Headlines News :
Home » » Malu dan Takut

Malu dan Takut

Written By Pewarta News on Sabtu, 04 Juni 2016 | 20.04

Agus Salim.
PewartaNews.com – Setelah sepekan ia sangat bahagia dengan hasil perjuangannya selama tiga tahun, bahagia dengan kelulusannya sebagai siswa kelas tiga pada salah SMA di daerahnya, Bima.

Alek, seorang siswa kelas tiga SMA. Baru sepekan lalu mendapatkan kabar gembira bersama teman-teman seangkatannya, kabar kelulusannya. Walaupun tidak bisa menjadi siswa yang mendapatkan nilai terbaik di sekolahnya, ia tetap merasa bahagia dan bersyukur. Apalagi pada hari ini, kebahagiaan itu dilengkapi dengan dengan kabar yang lebih menggembirakannya. Bahwa Ina Sei[1] - Ibunya, meridhoi niat Alek-untuk melanjutkan studi ke kota pendidikan, Yogyakarta. Rencana yang telah dirancangnya tiga bulan lalu. Itupun setelah mendapatkan kabar dari Agil, abang satu kampungnya yang sedang menempuh studi di kota Budaya, Yogyakarta.
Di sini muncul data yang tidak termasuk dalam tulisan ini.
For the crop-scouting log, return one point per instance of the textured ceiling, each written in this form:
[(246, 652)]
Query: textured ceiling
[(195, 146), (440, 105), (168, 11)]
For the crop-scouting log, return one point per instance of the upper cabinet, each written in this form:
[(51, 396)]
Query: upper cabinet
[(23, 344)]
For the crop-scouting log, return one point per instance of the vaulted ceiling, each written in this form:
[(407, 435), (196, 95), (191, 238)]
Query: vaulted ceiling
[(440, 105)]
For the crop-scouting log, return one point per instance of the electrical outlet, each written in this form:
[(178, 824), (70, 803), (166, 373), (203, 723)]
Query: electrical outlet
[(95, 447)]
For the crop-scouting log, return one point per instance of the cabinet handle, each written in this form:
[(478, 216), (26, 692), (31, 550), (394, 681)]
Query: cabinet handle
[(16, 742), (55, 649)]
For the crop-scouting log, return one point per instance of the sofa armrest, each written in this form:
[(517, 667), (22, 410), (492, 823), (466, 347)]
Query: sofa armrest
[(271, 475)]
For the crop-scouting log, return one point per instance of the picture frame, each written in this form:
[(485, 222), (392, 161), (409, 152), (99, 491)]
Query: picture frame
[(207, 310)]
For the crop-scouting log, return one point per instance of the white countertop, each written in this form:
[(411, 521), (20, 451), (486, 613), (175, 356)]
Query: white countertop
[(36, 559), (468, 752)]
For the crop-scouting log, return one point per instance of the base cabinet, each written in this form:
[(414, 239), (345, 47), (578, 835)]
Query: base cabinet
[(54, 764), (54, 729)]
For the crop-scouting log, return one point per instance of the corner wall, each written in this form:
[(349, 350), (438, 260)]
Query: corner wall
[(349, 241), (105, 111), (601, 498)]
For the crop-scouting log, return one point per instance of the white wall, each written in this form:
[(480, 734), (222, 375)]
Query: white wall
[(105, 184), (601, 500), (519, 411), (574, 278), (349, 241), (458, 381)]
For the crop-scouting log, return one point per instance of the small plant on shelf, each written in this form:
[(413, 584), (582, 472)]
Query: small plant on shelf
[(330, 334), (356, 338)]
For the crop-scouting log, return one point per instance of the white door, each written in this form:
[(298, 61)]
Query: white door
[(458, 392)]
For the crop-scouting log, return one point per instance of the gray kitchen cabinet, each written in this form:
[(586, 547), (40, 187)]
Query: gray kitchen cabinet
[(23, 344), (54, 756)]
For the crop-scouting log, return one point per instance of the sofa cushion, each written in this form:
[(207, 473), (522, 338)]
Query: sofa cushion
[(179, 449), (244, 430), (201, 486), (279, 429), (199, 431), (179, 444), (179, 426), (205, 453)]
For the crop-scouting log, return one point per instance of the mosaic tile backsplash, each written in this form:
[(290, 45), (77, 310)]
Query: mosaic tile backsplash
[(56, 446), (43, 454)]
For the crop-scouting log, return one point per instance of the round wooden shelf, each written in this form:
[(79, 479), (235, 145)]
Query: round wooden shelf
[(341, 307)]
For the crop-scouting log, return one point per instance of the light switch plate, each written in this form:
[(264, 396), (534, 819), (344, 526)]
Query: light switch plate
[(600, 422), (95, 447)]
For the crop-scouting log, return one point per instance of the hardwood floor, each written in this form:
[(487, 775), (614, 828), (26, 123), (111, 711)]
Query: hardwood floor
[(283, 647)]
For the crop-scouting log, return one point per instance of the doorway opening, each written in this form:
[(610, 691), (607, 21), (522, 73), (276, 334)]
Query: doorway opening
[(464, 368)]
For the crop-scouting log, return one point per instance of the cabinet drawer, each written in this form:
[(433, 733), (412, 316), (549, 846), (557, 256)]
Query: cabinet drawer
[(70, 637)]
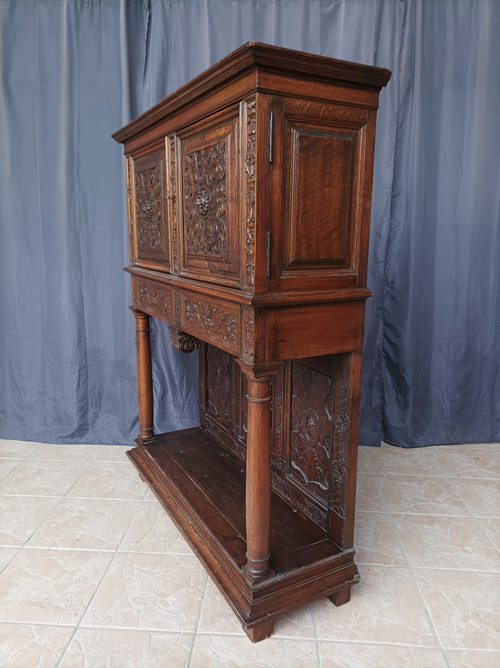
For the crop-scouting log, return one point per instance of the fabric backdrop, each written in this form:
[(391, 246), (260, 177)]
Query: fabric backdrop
[(74, 71)]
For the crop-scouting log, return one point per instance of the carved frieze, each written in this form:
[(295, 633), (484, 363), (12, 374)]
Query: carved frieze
[(153, 298), (148, 208), (249, 191), (205, 200), (218, 321)]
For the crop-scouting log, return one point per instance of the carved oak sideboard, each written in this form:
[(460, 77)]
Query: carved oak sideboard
[(249, 204)]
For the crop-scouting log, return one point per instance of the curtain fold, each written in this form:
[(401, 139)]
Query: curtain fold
[(74, 72)]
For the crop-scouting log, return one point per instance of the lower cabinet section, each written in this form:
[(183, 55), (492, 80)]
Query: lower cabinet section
[(202, 486)]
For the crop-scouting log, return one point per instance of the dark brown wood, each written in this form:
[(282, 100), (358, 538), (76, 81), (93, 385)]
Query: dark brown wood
[(249, 200), (258, 474), (144, 376)]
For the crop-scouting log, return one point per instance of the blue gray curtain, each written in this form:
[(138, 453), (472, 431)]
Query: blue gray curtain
[(74, 71)]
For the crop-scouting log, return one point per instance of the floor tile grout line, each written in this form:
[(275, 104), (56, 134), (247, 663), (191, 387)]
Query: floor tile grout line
[(415, 583), (198, 621)]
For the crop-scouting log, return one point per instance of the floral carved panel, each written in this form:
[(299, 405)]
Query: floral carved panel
[(311, 428), (149, 208), (205, 200)]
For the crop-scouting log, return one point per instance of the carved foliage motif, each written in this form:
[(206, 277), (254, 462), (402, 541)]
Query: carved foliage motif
[(148, 208), (173, 200), (219, 383), (342, 422), (155, 299), (298, 500), (205, 200), (311, 427), (222, 325), (249, 181)]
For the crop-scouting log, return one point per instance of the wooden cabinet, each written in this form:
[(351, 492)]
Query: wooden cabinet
[(249, 202)]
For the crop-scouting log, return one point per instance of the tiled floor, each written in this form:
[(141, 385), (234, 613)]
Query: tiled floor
[(94, 574)]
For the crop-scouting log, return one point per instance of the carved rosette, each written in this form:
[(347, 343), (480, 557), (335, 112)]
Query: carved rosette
[(249, 190), (342, 423), (148, 208), (311, 428), (205, 198)]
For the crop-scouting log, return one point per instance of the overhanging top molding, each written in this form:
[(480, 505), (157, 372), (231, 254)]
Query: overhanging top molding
[(255, 57)]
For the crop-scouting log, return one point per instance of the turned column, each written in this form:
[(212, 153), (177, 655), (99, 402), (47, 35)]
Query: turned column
[(144, 375), (258, 475)]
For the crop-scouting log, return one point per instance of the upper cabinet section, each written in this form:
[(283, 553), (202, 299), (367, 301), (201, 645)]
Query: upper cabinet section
[(208, 199), (256, 176)]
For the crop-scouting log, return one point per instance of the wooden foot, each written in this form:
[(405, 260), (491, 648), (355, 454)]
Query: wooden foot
[(260, 631), (342, 596)]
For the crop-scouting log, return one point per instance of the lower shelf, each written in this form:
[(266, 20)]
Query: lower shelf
[(202, 487)]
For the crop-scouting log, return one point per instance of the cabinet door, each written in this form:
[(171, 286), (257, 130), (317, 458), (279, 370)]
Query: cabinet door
[(148, 220), (207, 156), (318, 174)]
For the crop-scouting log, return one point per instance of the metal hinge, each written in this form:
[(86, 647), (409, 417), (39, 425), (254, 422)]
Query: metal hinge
[(271, 137), (268, 255)]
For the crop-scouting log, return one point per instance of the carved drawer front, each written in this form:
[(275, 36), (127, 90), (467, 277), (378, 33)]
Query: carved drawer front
[(322, 151), (214, 321), (148, 219), (153, 298), (208, 201)]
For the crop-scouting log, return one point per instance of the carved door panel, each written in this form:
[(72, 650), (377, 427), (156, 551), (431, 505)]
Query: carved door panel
[(149, 242), (317, 181), (208, 201)]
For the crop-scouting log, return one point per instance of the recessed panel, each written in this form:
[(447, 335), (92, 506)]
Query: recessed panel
[(149, 226), (320, 212)]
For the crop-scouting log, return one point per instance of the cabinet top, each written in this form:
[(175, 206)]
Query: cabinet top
[(258, 58)]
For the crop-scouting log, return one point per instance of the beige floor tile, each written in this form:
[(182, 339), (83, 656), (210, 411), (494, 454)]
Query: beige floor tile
[(364, 463), (43, 478), (385, 607), (17, 449), (481, 496), (107, 480), (20, 516), (491, 527), (113, 453), (464, 606), (214, 651), (216, 615), (355, 655), (153, 531), (23, 646), (376, 541), (95, 648), (60, 452), (149, 591), (472, 659), (428, 461), (368, 497), (300, 623), (50, 586), (6, 556), (446, 542), (420, 495), (8, 465), (86, 524)]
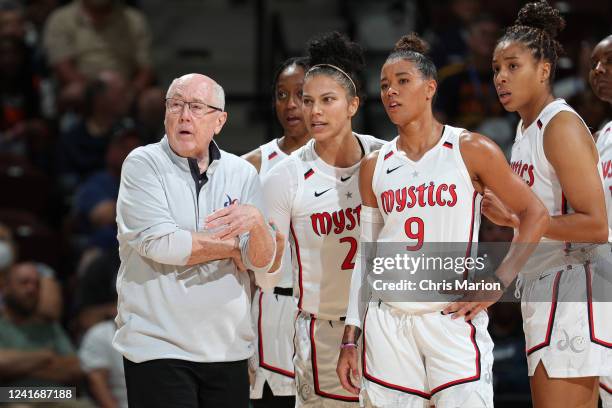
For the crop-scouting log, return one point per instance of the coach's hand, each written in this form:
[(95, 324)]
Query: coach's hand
[(348, 364), (234, 220)]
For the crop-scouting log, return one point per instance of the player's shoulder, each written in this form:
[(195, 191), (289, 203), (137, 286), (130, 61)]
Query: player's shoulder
[(603, 137), (253, 157), (370, 142)]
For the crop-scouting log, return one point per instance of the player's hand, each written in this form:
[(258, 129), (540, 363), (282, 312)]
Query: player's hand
[(472, 303), (496, 211), (234, 220), (348, 370), (280, 247)]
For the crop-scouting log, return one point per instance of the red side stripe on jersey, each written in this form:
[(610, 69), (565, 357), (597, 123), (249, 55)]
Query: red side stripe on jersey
[(380, 382), (468, 252), (475, 377), (262, 363), (471, 236), (563, 212), (299, 259), (594, 339), (315, 372), (551, 316)]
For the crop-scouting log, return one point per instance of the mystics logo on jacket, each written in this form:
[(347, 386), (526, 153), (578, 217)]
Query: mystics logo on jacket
[(229, 201)]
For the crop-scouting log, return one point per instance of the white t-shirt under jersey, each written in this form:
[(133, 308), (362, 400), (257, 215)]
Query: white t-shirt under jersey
[(317, 206), (604, 146), (530, 163)]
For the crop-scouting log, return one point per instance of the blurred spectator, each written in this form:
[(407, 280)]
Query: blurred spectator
[(8, 251), (151, 109), (24, 24), (96, 293), (86, 37), (96, 198), (388, 19), (50, 302), (82, 146), (12, 19), (32, 351), (21, 125), (449, 44), (103, 366), (466, 95)]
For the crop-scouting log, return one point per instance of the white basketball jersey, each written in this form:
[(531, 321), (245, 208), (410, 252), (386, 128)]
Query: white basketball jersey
[(271, 155), (433, 199), (324, 230), (604, 146), (530, 163)]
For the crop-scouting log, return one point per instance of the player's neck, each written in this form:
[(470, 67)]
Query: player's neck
[(339, 151), (289, 144), (419, 136), (532, 110)]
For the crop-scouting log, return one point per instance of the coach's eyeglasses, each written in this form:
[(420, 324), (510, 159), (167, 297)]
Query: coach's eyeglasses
[(198, 109)]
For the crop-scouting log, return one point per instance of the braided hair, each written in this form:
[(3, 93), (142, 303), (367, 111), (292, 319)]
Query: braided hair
[(537, 27), (413, 48), (331, 51)]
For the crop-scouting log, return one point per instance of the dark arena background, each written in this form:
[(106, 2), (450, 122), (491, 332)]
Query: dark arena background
[(65, 129)]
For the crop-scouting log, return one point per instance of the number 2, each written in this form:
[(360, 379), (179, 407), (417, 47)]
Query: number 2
[(348, 263)]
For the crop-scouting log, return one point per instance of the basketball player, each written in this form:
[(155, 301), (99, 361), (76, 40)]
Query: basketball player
[(313, 195), (600, 77), (568, 342), (413, 354), (274, 312)]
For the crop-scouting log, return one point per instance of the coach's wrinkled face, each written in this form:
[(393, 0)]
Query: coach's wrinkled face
[(194, 114)]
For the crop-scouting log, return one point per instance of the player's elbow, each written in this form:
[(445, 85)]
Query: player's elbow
[(600, 232)]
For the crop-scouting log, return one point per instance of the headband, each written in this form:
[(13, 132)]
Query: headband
[(337, 69)]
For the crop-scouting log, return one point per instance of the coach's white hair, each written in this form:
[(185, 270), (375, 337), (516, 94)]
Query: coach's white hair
[(218, 94)]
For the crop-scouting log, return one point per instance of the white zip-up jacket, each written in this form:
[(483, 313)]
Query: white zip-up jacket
[(167, 309)]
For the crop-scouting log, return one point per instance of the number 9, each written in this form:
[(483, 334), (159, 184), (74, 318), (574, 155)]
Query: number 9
[(418, 235)]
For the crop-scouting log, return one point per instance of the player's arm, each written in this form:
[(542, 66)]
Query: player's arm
[(566, 137), (371, 224), (488, 168), (254, 157)]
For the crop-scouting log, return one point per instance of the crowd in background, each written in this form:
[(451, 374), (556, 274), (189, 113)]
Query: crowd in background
[(79, 91)]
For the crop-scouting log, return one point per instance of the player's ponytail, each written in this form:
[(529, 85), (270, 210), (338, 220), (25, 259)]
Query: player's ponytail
[(537, 27), (413, 48)]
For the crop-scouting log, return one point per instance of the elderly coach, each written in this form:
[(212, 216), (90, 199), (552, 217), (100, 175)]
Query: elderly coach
[(189, 226)]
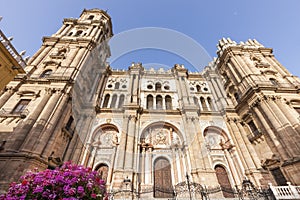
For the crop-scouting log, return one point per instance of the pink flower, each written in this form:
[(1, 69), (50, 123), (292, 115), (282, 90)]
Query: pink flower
[(69, 182)]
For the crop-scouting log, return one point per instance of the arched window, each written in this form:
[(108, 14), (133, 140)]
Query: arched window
[(46, 73), (149, 101), (162, 179), (223, 180), (103, 172), (157, 87), (168, 102), (203, 104), (121, 101), (210, 104), (105, 102), (91, 17), (158, 102), (21, 106), (113, 101), (273, 81), (117, 85)]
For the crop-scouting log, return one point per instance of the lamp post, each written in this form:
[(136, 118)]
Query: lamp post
[(126, 181), (249, 188), (189, 187)]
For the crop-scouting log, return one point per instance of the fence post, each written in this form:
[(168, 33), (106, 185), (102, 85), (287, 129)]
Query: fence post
[(294, 190)]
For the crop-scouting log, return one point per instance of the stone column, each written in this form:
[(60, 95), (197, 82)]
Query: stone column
[(183, 90), (192, 145), (272, 122), (290, 113), (235, 69), (143, 166), (71, 56), (239, 142), (232, 166), (286, 130), (37, 131), (98, 33), (42, 55), (216, 88), (61, 29), (22, 130), (203, 161), (122, 145), (66, 30), (44, 147), (36, 55), (276, 65), (130, 143), (78, 57), (94, 30), (4, 97), (234, 76), (48, 128), (148, 167)]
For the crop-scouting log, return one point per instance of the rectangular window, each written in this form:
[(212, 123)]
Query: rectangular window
[(253, 128), (278, 176), (21, 106)]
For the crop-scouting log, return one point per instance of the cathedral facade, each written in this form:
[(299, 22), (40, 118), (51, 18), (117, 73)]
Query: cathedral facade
[(146, 129)]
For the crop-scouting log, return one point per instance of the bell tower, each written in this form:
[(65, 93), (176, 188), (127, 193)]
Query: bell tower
[(265, 98), (36, 118)]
Sore, usai solat ashar keesokan harinya. Sarangge[2] depan rumahnya cukup ramai, tidak seperti hari sebelumnya. Selain ramai, sore itu sarangge di penuhi oleh para sepuh yang terkenal bijak di kampungnya, Ncera. Suasana dan pandangan baru yang membahagiakan itu bukanlan tanpa alasan. Angin adalah pembawa berita gembira akan datangnya hujan. Begitupun dengan kehadiran para sepuh yang memenuhi sarangge Ina Sei sore itu. Berita keberangkatan Alek-anaknya- telah di ketahui oleh orang-orang di kampungnya, termasuk para sepuh yang sedang duduk dalam satu sarangge dengan Alek sore itu. Masih kentalnya tradisi oral di kampungnya, membuat berita sangat cepat menyebar, tidak butuk brosur atau sekedar selebaran apalagi bener dalam ukuran besar untuk menyebarkan berita di kampungnya. Kabar apapun akan mengalir dari mulut ke mulut baik air dalam sungai. Walaupun kadang-kadang berita yang meyebar, membuat orang terpelajar seperti Alek “tertawa”-karena berita kematian semut akan berubah menjadi kabar kematian seekor gajah.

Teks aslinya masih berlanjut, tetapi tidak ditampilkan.